The most common mistake in healthcare phone automation isn't choosing the wrong technology. It's automating before you know what you're automating.
Practices that implement voice AI without a clear picture of their call mix end up with a system optimized for the calls they assumed they were getting, not the ones they're actually getting. The result is poor routing accuracy, frustrated patients, and a system that needs immediate reconfiguration.
The fix is simple: build a call taxonomy before you build (or buy) anything.
- Most practices underestimate call complexity — they assume 80% of calls are scheduling, when the actual split is more nuanced
- A two-week call audit reveals the true call taxonomy and exposes routing gaps you didn't know existed
- Taxonomy drives AI configuration: agents, intents, transfer rules, and escalation triggers are all built from it
- Practices with documented call taxonomies have 40% faster AI onboarding and higher first-month accuracy
Why Call Mix Is Rarely What You Think
Practice managers consistently overestimate scheduling calls and underestimate billing, records, and general inquiry calls. This isn't because they're wrong about their practice — it's because scheduling calls are more memorable (they involve decisions) while routine calls (directions, hours, insurance questions) fade into background noise.
Here's a typical call mix audit result for a mid-sized specialty practice, compared to initial estimates:
The discrepancies matter because they drive agent configuration. If you build a system assuming 60% scheduling calls and 15% billing calls, but the reality is closer to 38% and 22%, your billing agent is under-resourced and your scheduling agent is over-optimized.
How to Build Your Call Taxonomy
Step 1: Two-week call audit
Pull your phone system's call records for two weeks (or have staff log calls by type in real time).

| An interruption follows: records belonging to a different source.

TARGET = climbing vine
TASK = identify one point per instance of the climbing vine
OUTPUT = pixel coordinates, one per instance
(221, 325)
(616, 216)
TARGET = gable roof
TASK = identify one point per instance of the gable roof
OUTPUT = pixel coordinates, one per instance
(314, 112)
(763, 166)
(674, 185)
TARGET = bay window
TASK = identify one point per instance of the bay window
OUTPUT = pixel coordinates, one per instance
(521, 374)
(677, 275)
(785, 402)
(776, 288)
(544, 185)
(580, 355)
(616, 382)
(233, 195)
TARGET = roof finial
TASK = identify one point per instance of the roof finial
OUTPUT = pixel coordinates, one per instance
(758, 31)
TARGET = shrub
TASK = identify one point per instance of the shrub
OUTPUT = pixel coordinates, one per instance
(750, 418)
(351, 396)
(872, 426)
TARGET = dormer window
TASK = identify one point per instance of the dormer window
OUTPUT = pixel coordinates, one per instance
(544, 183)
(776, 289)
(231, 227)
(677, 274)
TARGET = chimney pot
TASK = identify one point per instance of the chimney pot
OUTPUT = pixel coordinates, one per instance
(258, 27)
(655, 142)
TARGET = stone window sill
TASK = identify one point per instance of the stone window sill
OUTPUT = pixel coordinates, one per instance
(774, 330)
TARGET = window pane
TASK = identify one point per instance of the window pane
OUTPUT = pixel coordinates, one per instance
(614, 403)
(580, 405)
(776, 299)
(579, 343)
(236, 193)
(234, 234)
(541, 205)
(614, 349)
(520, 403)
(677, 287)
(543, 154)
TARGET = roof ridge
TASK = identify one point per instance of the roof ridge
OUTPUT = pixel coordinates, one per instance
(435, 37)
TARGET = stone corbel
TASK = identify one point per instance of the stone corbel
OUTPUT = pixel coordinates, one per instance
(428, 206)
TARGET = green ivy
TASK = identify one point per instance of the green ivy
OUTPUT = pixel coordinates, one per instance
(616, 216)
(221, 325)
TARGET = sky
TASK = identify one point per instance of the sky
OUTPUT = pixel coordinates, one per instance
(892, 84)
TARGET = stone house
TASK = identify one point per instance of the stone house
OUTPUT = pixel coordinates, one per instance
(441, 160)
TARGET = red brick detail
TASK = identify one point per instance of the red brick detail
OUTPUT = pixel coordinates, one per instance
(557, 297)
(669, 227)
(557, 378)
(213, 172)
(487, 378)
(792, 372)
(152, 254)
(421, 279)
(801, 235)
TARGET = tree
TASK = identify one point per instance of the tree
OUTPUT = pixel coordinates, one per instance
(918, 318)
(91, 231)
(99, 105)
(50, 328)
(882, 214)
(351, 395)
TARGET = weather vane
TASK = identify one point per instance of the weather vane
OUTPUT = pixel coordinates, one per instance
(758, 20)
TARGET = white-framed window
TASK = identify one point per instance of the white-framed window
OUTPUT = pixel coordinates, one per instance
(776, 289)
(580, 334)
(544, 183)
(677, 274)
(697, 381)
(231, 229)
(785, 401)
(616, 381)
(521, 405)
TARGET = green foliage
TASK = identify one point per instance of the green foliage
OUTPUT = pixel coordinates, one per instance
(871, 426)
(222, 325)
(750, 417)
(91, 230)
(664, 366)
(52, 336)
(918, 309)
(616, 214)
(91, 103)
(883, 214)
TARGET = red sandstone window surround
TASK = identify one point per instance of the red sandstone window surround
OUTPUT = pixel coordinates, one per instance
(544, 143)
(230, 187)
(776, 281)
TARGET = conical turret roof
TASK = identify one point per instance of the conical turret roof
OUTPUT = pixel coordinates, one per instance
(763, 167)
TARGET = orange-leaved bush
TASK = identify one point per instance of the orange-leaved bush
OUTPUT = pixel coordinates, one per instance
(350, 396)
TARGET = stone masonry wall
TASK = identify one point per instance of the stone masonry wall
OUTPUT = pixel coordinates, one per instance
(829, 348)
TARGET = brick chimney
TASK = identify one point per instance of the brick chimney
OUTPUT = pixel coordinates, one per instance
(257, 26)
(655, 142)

The goal is a count of calls by type — not a qualitative evaluation.
Categories to track:
- Scheduling (new appointment, follow-up, reschedule, cancellation)
- Billing (balance inquiry, payment, insurance question)
- Medical records (request, transfer, portal help)
- New patient (first contact, insurance check, provider question)
- Clinical / provider message (not an emergency)
- Urgent / triage
- General information (hours, directions, services)
- Other / unclassified
Step 2: Identify sub-intents
Within each category, document the most common sub-intents. For scheduling, this might be:
- "Book new patient appointment"
- "Reschedule existing appointment"
- "Cancel appointment"
- "Check appointment time"
- "Add or change appointment type"
Sub-intents are the raw material for AI intent configuration. The more specific they are, the more accurately the system will route.
Step 3: Map escalation triggers
For each call type, document the conditions that require human escalation:
- Billing: insurance disputes, hardship requests
- Records: third-party requests requiring authorization
- Clinical: any symptom-related question
- Urgent: emergency keywords (chest pain, fall, breathing difficulty)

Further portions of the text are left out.